Interview Questions and Answers

Posted on August 30 2010 by James

Here is a list of often asked media questions and our answers. Feel free to use these on your blogs and pages, or contact us for more detailed replies.


Why did you decide to make this film?


  • We wanted the film set in Greek islands to draw on my experiences and showcase their beauty and culture
  • Needed an interesting issue and remembered what happened on Tilos two years ago.
  • Greece is really dragging its feet on the whole issue of LGBT human rights so thought it was time to stir up the discussion


What have you discovered about Greek law & about Greek society whilst researching and shooting this film?


  • Eurobarometer 2008 found that 85% of Greeks were against same-sex marriage – staggeringly higher than most other EU countries.
  • This is almost certainly the strong influence of the Greek Orthodox Church
  • Greek marriage law is ambiguous although law officers currently claim its illegal, the matter is likely to be tested soon at the European Court (Tilos appeals)



How (if at all) does making this film relate to you personally?

  • I’m a gay man in my 40s – grown up in a country that has moved from homophobia to general acceptance in my lifetime – gone back in time in Greece although I personally have not experienced problems
  • I know lots of men forced by family and peer group pressure who have locked themselves into unhappy marriages that are lies – it shouldn’t happen any more.
  • They always say write about what you know – and two of the things I know best are life on a Greek island and the pressures gay men have to face in life 



What do you hope to show / what changes do you hope to create through Shocking the Donkeys?

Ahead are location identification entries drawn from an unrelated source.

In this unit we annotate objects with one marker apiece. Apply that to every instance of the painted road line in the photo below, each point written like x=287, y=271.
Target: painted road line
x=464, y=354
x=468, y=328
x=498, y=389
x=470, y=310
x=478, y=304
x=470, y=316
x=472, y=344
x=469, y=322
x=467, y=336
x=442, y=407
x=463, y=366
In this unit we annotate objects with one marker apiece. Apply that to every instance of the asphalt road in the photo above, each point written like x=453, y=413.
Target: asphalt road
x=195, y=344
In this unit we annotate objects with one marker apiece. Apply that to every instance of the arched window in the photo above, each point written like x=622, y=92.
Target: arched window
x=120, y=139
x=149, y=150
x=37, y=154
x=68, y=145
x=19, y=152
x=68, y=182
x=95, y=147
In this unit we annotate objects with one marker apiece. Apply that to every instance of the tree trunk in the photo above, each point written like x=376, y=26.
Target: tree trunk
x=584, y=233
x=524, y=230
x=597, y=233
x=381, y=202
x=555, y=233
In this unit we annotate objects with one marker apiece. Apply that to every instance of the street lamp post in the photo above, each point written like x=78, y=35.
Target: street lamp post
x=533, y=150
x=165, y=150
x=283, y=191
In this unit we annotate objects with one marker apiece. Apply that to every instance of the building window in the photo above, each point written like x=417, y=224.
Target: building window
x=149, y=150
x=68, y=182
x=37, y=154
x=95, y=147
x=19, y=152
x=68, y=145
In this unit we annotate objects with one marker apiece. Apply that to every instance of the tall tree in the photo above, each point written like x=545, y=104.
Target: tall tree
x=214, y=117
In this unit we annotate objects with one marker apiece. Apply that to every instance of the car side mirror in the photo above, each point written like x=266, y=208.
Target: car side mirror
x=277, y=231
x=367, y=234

  • The theme of Shocking the Donkeys is that true love, true happiness and being true to yourself are more important than superficial concerns like sexuality and keeping up appearances
  • This film speaks to anyone whose happiness and wellbeing is affected in some way between a clash of cultures – not just gay men but anyone, especially people forced (or forcing themselves) into sham marriages.
  • We hope the movie will help to shift Greek public opinion towards a more informed debate over the issue of LDBT human rights.



What is the movie about?

  • A typical Greek grandmother in her 70s who is suddenly shocked to discover her only grandson wants to marry another man and how she deals with that.
  • The grandson now lives in New York and wants to marry on the island where he lived until he was 16 – he is equally shocked to discover the controversy this causes as he has only ever lived a gay lifestyle in the socially liberal USA.
  • So the Shocking the Donkeys is about the clash of cultures between the modern attitudes towards homosexuality in the western world and the outdated values that you will still find firmly rooted in Greek society.



Is it a gay romantic comedy?

  • It’s a romantic comedy, in which the issue is a marriage between two men, but it speaks to anyone whose life is affected by a clash of cultural values.
  • It’s a comedy, but with a serious theme. Sometimes serious issues are best explored with a light touch because many people still make a big deal of sexuality as if it was terribly important. It’s not. And a good way of exploring this issue is through satire and comedy.
  • So although there is a serious message you can expect a lot of fun and humour using the kind of situations you could only find on a Greek island – goats, donkeys, ferries, baby rolling, Greek bureaucracy – that sort of thing.



When will it be released?

  • 2012. We hope to shoot is next year on one of the islands in the Dodecanese – possibly Symi, but not necessarily.
  • The plot is fully worked out and I’m now busy writing the screenplay which should be finished in March.
  • The producers, a consortium of British film companies, are already working on the pre-production and securing the money. People can keep in touch with our progress on our log where I share the whole process of writing and producing the film from start to finish. 



What’s it going to cost?

  • About 500 thousand dollars which makes it a mid-budget film. It’s more expensive to film on location in Greece because there are no incentives or tax breaks like you get in, say, Malta or South Africa.
  • Most of the money will come from US and European backers – sadly no Greek was brave enough to get involved in a film with a same-sex marriage focus.
  • Financial experts tell us that the subject of this film, especially since same sex-marriage now tops the social agenda of so many countries, makes it likely to be a big success – I certainly hope so but it puts a lot of pressure on me to get it right.


James, does your life on Symi inspire the film?

  • The film will be full of cultural and historical references to the Dodecanese islands
  • We want to avoid the mistakes of Mamma Mia! where the thousands of tourists who visited Skopelos were disappointed to find that much of the movie was filmed in sets and didn’t really exist.
  • If people visit the Greek islands having seen Shocking the Donkeys, we want them to find things exactly as they saw it in the movie – the buildings, the way of life, the culture, the traditions. We want them to have the full experience – except for the homophobia of course.